Many people are familiar with the term “broken heart”. It is said symbolically to reference pain or emotional damage. Like most metaphors, it’s based on a real-life physical thing. It’s actually based very accurately on that physical thing.
I know this because nine years ago, I found out I had a literal broken heart. Doctors were surprised. I was too. After a last-minute quintuple bypass at half the age for most in that position, I came out the other side.
The irony of this whole thing is that when my heart was actually broken, I had no fear. I wasn’t worried about death. Sure, I’d get out of breath, feel some pain, or feel a strange sensation here or there, but I brushed it all off. It was just life. Life hurt. I pushed on.
It wasn’t until after the surgery that the fear kicked in. I was told what needed to be done to maintain my health following this unexpected bypass. There were so many suggestions and “tips” online to follow that I thought, for sure, there was no way a hot-head like me could do it. At one point, I even told myself in the mirror that there was no way I would survive. In my mind, I was almost definitely going to die.
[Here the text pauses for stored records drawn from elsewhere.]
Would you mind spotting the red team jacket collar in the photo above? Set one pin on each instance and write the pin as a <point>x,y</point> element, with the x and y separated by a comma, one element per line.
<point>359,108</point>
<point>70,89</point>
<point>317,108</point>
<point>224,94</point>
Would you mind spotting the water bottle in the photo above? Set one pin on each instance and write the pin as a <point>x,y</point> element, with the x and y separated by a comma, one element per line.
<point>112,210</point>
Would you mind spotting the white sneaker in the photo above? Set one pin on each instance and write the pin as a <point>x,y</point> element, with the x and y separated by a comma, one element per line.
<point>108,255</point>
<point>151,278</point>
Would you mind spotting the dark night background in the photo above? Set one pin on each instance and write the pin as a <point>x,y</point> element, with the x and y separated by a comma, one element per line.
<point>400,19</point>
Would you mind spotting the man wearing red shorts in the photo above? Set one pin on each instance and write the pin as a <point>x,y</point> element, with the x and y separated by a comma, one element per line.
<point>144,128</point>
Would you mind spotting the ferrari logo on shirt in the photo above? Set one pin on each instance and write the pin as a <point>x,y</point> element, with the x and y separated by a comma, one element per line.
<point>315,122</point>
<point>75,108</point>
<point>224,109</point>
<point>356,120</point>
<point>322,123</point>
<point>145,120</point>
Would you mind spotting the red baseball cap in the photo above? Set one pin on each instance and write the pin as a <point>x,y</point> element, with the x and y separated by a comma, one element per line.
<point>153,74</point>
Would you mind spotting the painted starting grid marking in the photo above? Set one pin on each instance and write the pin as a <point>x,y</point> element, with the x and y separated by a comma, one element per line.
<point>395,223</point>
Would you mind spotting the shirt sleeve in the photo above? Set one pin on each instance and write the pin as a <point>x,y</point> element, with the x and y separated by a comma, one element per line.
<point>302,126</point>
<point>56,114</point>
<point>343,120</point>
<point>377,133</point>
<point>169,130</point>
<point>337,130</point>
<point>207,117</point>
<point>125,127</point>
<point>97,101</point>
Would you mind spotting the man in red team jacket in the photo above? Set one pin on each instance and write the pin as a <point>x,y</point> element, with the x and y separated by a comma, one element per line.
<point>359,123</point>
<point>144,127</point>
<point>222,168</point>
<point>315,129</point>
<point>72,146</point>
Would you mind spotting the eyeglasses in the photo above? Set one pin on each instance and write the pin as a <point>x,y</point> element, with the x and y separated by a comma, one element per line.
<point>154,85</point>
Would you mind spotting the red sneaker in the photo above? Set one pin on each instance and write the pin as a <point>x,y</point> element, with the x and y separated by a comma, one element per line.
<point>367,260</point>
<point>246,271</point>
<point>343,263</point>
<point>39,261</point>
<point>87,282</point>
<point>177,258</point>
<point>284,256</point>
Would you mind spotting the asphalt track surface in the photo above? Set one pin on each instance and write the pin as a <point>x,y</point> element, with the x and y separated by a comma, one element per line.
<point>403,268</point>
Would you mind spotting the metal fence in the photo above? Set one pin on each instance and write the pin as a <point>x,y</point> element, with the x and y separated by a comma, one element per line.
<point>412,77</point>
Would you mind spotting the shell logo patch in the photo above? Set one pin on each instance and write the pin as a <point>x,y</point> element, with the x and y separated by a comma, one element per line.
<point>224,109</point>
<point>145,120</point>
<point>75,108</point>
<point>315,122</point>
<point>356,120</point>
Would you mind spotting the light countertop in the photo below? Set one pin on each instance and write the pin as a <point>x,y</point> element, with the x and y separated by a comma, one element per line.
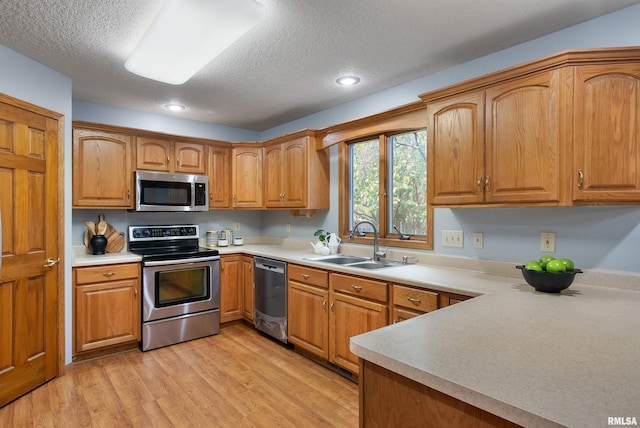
<point>537,359</point>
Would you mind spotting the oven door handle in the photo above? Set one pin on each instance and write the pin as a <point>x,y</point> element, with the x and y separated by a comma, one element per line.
<point>180,261</point>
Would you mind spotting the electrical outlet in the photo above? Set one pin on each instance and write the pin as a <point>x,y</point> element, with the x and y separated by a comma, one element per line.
<point>548,242</point>
<point>478,240</point>
<point>452,238</point>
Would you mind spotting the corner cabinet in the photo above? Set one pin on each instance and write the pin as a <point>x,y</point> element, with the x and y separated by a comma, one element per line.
<point>246,177</point>
<point>559,131</point>
<point>606,132</point>
<point>106,307</point>
<point>497,145</point>
<point>219,171</point>
<point>102,169</point>
<point>157,154</point>
<point>296,174</point>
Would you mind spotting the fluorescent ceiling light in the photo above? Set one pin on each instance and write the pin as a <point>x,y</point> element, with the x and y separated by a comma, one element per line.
<point>188,34</point>
<point>175,107</point>
<point>347,80</point>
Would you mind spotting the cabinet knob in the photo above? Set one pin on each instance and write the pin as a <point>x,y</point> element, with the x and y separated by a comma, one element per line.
<point>580,179</point>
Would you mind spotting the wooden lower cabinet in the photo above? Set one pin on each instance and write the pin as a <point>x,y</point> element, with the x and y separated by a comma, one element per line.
<point>409,302</point>
<point>230,288</point>
<point>358,305</point>
<point>248,288</point>
<point>388,399</point>
<point>308,313</point>
<point>106,306</point>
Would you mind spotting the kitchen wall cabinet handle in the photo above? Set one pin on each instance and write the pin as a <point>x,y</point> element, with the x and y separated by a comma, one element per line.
<point>580,179</point>
<point>52,262</point>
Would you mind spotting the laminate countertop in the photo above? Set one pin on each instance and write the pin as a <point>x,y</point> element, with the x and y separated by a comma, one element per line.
<point>536,359</point>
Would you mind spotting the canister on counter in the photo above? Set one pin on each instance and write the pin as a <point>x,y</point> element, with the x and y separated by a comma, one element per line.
<point>212,238</point>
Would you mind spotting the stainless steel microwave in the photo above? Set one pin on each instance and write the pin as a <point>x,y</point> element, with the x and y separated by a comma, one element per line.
<point>161,191</point>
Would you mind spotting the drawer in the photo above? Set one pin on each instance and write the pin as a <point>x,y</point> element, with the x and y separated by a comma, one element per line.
<point>307,275</point>
<point>104,273</point>
<point>368,288</point>
<point>416,299</point>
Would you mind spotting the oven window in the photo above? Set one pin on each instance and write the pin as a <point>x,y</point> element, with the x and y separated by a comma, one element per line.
<point>182,286</point>
<point>165,193</point>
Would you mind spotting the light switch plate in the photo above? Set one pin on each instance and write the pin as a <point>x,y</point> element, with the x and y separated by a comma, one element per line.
<point>452,238</point>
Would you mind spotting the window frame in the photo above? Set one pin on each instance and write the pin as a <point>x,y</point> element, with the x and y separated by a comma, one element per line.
<point>389,238</point>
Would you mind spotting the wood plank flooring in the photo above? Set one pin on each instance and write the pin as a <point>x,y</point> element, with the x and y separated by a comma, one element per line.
<point>237,378</point>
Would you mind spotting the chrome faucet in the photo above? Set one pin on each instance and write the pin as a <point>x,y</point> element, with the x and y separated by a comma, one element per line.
<point>377,254</point>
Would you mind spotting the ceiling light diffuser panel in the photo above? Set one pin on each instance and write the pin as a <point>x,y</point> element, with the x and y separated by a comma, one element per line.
<point>189,34</point>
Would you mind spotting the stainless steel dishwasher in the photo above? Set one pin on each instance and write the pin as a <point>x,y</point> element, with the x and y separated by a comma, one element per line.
<point>271,297</point>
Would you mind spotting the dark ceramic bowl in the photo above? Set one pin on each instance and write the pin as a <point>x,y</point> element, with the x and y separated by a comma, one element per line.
<point>548,282</point>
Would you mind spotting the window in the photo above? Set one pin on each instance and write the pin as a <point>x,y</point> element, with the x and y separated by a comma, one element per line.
<point>385,182</point>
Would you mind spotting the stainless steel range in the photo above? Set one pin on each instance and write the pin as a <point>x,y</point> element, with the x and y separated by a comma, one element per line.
<point>180,284</point>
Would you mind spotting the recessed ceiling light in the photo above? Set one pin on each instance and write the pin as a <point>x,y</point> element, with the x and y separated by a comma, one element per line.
<point>347,80</point>
<point>174,107</point>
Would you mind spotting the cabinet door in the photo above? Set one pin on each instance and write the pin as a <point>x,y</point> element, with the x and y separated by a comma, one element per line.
<point>455,150</point>
<point>522,160</point>
<point>606,130</point>
<point>273,173</point>
<point>248,287</point>
<point>219,177</point>
<point>308,318</point>
<point>102,174</point>
<point>190,158</point>
<point>246,177</point>
<point>107,313</point>
<point>230,288</point>
<point>349,317</point>
<point>294,179</point>
<point>153,154</point>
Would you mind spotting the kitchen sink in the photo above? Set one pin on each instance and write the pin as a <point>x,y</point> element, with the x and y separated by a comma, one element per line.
<point>339,259</point>
<point>354,261</point>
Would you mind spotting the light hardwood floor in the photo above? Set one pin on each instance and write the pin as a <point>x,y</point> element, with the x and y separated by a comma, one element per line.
<point>237,378</point>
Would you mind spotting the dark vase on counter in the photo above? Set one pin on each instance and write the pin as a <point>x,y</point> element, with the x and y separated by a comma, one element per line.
<point>98,244</point>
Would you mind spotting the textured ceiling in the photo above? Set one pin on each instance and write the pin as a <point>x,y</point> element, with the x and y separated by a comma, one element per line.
<point>285,68</point>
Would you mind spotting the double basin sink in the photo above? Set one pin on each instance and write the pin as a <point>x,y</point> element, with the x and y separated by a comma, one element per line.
<point>355,261</point>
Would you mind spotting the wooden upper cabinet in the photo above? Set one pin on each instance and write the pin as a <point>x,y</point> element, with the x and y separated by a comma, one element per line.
<point>102,169</point>
<point>296,174</point>
<point>606,132</point>
<point>170,156</point>
<point>497,145</point>
<point>246,177</point>
<point>219,171</point>
<point>455,149</point>
<point>522,158</point>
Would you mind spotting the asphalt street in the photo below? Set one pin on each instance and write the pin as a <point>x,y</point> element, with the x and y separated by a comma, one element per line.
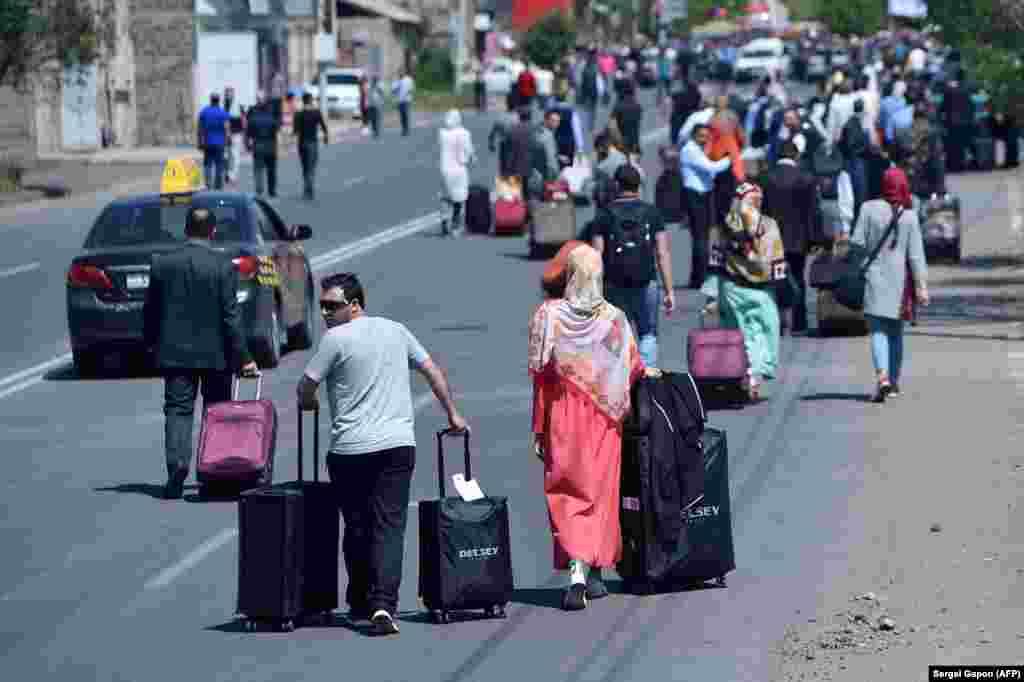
<point>102,580</point>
That overwhelming fear didn’t happen when my heart was broken, though. It actually happened when I was healing. It was the fear of piecing myself back together and standing firm with lessons learned that scared me the most. The issue wasn’t my heart or what caused me the pain. The issue was the trust I needed to invest in myself to keep it whole. The fear was about me and whether I could really “do it”.
I have come a long way since that shouting match into the looking glass. The person staring back at me today is very different than the one in 2012.
Strength I didn’t know I had along with a will to survive that I never believed existed within me pulled through. I did what I feared I could not and I woke up every day with more determination than I went to bed with the day before. I am still waking up every morning with more drive than I had the previous night.
Since that day, I have had my figurative heart broken many times. Heartbreak isn’t just limited to romance, either. It can be anything that breaks our spirit, rocks our worlds, or rattles our foundations. It’s anything you can’t fathom overcoming and tests you are convinced you’ll never pass. I’ve weathered it in many ways.
I’ve been divorced, lost relationships, and had to accept realities that were never on my radar. The initial hits were all stinging but it was the long-term rebuilding process that tested me the most. I never thought I’d die at the moment of heartbreak. I thought I’d die trying to recover.
There used to be a loneliness in my new home. For half the week, like a stumbling ghost, I’d haunt these halls. I didn’t know who I was without my kids on certain days and didn’t think I’d be able to build a new life without a safety net. It was a lot to process. It was a lot more to accomplish.
My brain worked itself into circles with fear over how I could continue down this new path. I questioned things about myself that I had always been confident of. I beat myself up for failures that hadn’t happened yet.
The funny part was that as I was telling myself I would fail to heal, I was healing. Here I was, taking steps every day while silently whispering that I couldn’t place a single foot forward.
Just like my physical heartbreak, I will heal from any emotional ones too. I can say that with certainty now. There’s nothing I can’t overcome because I am a survivor. Most of us are.
Sometimes people will hear an aspect of my life and comment, “I don’t know how you handled it.” The truth is that nine times out of ten, neither do I. No one does. We just do it. What are the options? Dig a hole and climb inside? The passage of time makes heroes of us all. We are the light at the end of our own tunnels.
They say that whatever doesn’t kill you makes you stronger. That’s sort of true. It’s not about the thing that almost killed you that causes the most strife. It’s the period after, when you’re bouncing back from that near-death experience, when you feel your weakest. If that part doesn’t kill you, that’s where the real strength comes from. Although I have a feeling that many reading this already know that. I know I do.